Je ne commenterais pas l'autre article, celui de Liberation. A mon avis, il est clair que Keen, à une vision très naïve des experts. Il est souvent de mauvaise foi, très certainement car les changement induit par Internet lui font peur. Il le reconnait d'ailleurs dans l'entretien accordé à Libé. "Aujourd’hui, Internet ressemble à l’état de nature, plus proche de Hobbes que de Rousseau, où le comportement humain s’épanouit sans ­règles sociales ni lois. L’anarchie. (...) Le Web 2.0 est en train de tuer notre culture, prendre d’assaut notre économie et détruire nos codes de conduite."
Si tout change, comme je le crois, ne vaut-il pas mieux réfléchir à comment faire pour que le changement se passe le mieux possible, plutôt que de critiquer et freiner ?

Qu'en pensez-vous ? Pensez-vous que la critique de Keen est valable ? Pensez-vous qu'il faille se méfier de tout cela ou plutôt chercher a comprendre pour mieux s'adapter ?

Photo : Amazon et wnyc (Flickr)

3 commentaires:

R.E. a dit…

J'étais également tombé sur une émission qui faisait la promo de son livre.
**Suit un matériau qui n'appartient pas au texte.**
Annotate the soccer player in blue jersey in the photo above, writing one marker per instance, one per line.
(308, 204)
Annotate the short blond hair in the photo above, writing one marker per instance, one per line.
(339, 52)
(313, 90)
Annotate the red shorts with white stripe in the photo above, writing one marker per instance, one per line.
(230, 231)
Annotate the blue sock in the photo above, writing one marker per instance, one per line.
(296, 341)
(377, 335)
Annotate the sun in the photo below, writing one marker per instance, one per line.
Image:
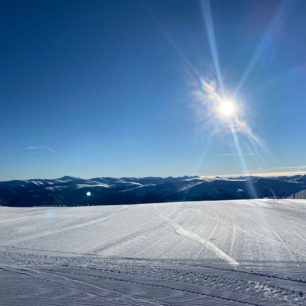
(226, 109)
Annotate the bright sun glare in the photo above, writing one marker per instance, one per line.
(226, 109)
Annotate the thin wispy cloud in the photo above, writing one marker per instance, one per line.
(47, 148)
(237, 155)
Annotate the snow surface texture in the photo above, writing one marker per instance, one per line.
(250, 252)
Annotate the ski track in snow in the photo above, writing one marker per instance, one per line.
(190, 253)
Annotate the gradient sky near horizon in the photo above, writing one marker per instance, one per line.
(104, 88)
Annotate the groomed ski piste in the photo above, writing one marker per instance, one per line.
(242, 252)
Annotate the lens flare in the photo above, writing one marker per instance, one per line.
(226, 109)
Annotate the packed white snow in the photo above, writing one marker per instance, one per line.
(190, 253)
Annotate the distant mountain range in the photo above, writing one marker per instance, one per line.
(72, 191)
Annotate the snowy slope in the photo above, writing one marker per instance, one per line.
(190, 253)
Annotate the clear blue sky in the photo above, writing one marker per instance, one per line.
(103, 88)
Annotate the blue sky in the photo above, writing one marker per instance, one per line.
(106, 88)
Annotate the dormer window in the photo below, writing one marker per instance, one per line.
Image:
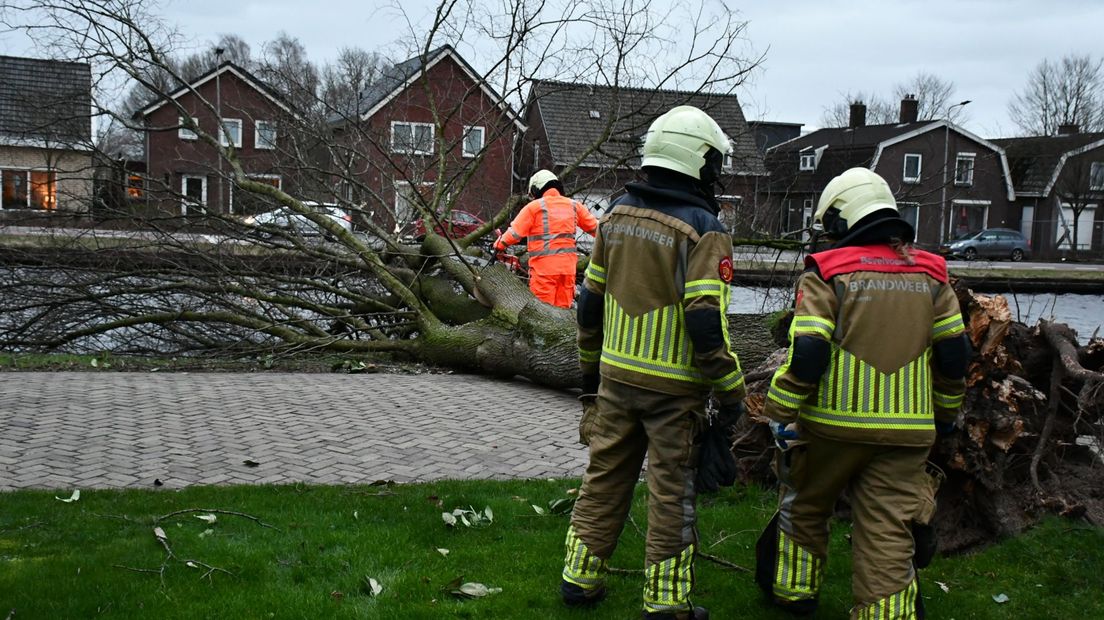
(808, 161)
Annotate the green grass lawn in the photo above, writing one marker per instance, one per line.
(99, 557)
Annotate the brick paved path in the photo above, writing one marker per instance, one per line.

J'avais trouvé ça "facile".

En revanche, je vois que tu commences à developper ta pensée en même tant que s'affine ton appareil critique.

Anonyme a dit…

Critiquer sans avoir lu, sans avoir suivi son analyse jusqu'au bout, mais juger sur l'analyse et les résumés d'un autre : C'est exactement le type de réaction qu'il dénonce.

Louis a dit…

Je n'ai effectivement pas lu Keen, j'ai en revanche écouter l'une de ses conférence et lu ce qu'il pouvait écrire sur son blog.
La critique que je fait dans ce billet est cependant une réponse direct à ce qu'il dit dans les entretiens auxquels je fait référence. Ainsi je ne juge donc pas sur l'analyse et le résumé d'un autre mais sur ses propres propos.